Ongoing and new trends with equipment

By |  December 5, 2019
Headshot: Patti Liljegren, Hyundai Construction Equipment Americas

Liljegren

The aggregate industry remains relatively healthy in key sectors – gravel, rock quarrying, stone crushing, ready-mix and more.

While the needs of these producers vary, certain requirements remain universal. Looking ahead, we see every operation, regardless of size, continuing to seek ways to increase productivity and safety, and reduce liability exposure.

All operations want to lower total cost of ownership by decreasing their initial investment, manage preventative maintenance costs, and maintain higher residual values.

Emphasis on relationships

The OEM-dealer-customer relationship is especially important in the success of today’s aggregate operations as they transition between brands.

For instance, a number of multistate and national aggregate producers value having a single point of contact within an OEM, with localized service, repair and maintenance provided by dealers. This gives producers the security of knowing they’ll be taken care of.

Utilizing telematics data, producers can make more informed purchasing decisions for their next big investment. Photo courtesy of Hyundai

Utilizing telematics data, producers can make more informed purchasing decisions for their next big investment. Photo courtesy of Hyundai

Many of today’s producers also genuinely appreciate standard features and option packages that help them keep owning and operating costs in check.

Telematics for example, allow producers to monitor and reallocate equipment usage to reduce idle time and travel times, better schedule service intervals, and perform more timely maintenance.

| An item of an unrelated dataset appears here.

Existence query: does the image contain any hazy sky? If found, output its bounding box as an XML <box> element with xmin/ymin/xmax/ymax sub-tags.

In one recent case, we had a customer who was looking to add another 5½-yd. wheel loader to their fleet, and they were considering a 3,000-hour-per-year lease. Using our telematics data from their current fleet, we determined, based on the work, travel and idle time ratios, that they would be better served with a less expensive 2,000-hour-per-year lease.

Increased leasing, shorter ownership cycles

This example speaks to another trend. In the past, sand and gravel pits, quarries and other operations tended to hang on to machines for 20,000 or even 30,000 hours, rebuilding and rebuilding. Now, we see increased leasing and shorter ownership cycles, as telematics and other fleet management tools provide more widespread recognition of the savings achieved through optimized equipment use.

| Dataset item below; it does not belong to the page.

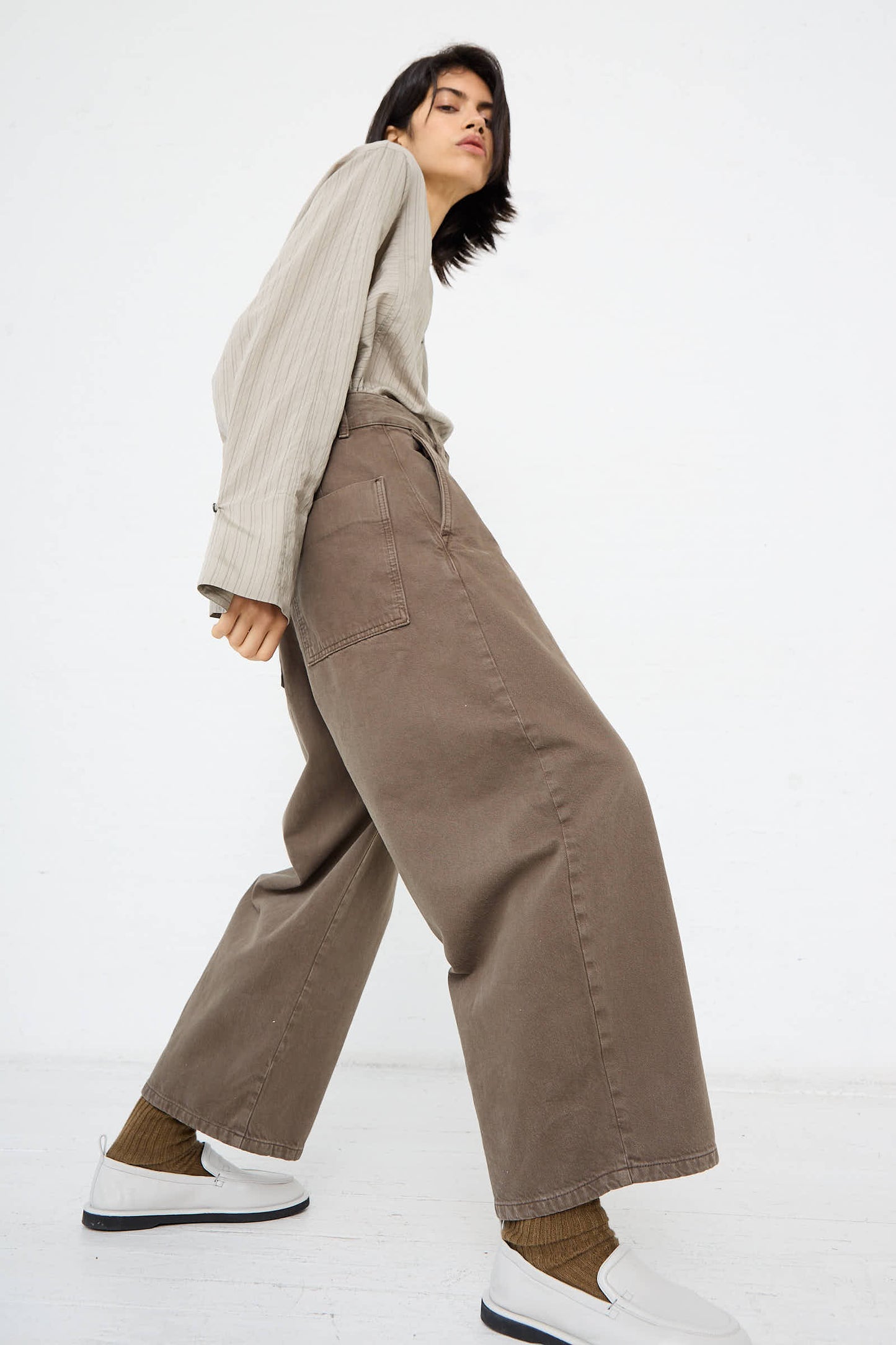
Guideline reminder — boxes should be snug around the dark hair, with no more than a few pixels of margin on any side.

More operations are looking to OEMs that offer the right combination of high-quality, high-productivity machines that deliver lower cost of ownership through low acquisition cost, excellent fuel economy, reduced liability and increased residual values.

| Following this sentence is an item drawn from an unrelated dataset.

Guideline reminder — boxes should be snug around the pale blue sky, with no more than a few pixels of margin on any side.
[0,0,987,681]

Greater interest in jobsite safety, reduced liability

Aggregate operations are also especially interested in features such as standard backup cameras that help ensure jobsite safety and reduce liability. In fact, more of the machines we sell into pit and quarry applications include options for all-around view monitoring and moving object detection that help reduce accidents and injuries.

Buying smart

In general, we see aggregate operations choosing to buy smart – making sure they’re getting great value without sacrificing quality, productivity or safety.


Patti Liljegren is national accounts manager at Hyundai Construction Equipment Americas.